THE EFFECTS OF COMPONENT TRAIT SELECTION ON GENETIC GAIN OF LINT YIELD IN UPLAND COTTON BREEDING PROGRAM INVESTIGATED USING SIMULATION

Component traits have been commonly used in selecting for improved performance of a composite trait. The selection efficiency depends on the inheritance (heritability, gene action model) of and genetic correlations among traits. In this study, computer simulation was conducted to investigate the use of component traits (boll number, boll weight, and lint percentage) for the improvement of lint yield in upland cotton. Trait heritability and genetic correlations were chosen based on the current literature. Three inheritance models (additive, digenic epistasis, and trigenic epistasis) were considered. In total, 36 gene-environment systems were generated (two heritabilities x three inheritance models x six genetic correlations) to cover a range of situations in practice. Forty-six selection methods, which are different in the number of traits selected, selection mode, and selection intensity allocation among traits, were compared.
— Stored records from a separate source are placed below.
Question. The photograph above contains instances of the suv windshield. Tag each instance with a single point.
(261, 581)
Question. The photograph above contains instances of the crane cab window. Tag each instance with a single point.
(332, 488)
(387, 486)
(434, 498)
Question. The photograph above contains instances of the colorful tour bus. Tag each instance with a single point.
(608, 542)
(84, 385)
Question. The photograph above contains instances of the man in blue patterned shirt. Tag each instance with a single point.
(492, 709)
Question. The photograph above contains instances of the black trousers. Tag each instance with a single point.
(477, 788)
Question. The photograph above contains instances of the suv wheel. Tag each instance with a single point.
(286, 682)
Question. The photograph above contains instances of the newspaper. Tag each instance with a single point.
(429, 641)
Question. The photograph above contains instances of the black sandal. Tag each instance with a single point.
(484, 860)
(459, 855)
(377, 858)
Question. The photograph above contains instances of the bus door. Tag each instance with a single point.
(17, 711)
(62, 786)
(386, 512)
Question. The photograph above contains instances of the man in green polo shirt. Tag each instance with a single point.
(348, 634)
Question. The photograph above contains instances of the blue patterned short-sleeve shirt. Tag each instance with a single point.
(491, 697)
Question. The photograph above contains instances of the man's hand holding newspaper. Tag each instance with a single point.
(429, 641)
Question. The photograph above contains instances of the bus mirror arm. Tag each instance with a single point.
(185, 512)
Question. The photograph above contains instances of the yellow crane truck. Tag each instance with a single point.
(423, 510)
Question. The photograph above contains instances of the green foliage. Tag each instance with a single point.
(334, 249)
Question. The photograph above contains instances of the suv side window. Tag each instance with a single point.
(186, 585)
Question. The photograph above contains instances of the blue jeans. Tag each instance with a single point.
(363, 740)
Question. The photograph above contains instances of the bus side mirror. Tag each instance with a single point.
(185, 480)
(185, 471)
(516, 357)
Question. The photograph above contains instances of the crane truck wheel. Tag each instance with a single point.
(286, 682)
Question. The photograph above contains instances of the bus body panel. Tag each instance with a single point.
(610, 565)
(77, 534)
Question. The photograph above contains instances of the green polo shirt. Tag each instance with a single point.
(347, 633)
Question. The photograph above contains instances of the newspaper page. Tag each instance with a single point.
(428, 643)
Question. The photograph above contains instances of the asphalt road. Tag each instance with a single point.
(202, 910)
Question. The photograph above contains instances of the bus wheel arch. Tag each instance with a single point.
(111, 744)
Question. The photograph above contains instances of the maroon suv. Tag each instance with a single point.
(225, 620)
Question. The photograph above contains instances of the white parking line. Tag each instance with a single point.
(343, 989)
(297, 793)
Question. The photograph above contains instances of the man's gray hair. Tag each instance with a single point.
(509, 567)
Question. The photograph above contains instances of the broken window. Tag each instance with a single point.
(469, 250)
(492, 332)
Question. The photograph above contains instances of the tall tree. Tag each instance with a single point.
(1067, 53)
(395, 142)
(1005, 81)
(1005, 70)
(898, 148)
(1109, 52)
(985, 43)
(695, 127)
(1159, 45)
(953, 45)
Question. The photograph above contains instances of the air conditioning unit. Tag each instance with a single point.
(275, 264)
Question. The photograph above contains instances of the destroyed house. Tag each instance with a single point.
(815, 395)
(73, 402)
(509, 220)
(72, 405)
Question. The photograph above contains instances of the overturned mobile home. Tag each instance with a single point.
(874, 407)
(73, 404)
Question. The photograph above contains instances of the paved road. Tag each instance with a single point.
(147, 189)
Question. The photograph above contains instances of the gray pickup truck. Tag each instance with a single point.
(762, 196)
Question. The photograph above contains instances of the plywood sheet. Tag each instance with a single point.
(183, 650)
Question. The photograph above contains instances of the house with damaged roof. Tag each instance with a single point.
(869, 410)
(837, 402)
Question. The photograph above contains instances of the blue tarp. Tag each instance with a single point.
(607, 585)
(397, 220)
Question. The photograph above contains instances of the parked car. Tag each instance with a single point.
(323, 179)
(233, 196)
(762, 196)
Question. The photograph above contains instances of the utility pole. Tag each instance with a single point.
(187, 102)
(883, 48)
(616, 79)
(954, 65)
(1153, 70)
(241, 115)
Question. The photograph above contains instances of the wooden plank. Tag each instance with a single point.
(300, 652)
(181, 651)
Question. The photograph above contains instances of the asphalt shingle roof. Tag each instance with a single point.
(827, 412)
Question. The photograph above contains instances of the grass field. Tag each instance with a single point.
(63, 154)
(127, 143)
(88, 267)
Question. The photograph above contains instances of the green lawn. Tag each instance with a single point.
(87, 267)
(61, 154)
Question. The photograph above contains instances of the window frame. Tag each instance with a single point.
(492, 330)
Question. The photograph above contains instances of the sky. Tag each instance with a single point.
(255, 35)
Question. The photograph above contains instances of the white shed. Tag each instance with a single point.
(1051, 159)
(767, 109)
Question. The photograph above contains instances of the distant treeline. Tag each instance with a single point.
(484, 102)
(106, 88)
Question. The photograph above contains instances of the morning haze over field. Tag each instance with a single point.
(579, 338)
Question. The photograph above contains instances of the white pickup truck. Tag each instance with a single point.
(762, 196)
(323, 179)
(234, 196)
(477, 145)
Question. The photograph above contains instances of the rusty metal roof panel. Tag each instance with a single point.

All simulated genetics and breeding factors significantly affected the genetic gain of lint yield. However, the relative ranks of selection methods were very stable across heritability levels and inheritance models. The number of traits selected and the allocation of selection intensity among traits had relatively little impact on genetic gain of lint yield. If the improvement of lint yield is the sole breeding objective, selecting for increased performance of any of the three component traits (lint percentage, boll number, or bull weight) or their combinations are effective. The genetic correlations among traits were the most important factors affecting the effectiveness of a selection method. No selection method performed best across all correlation combinations.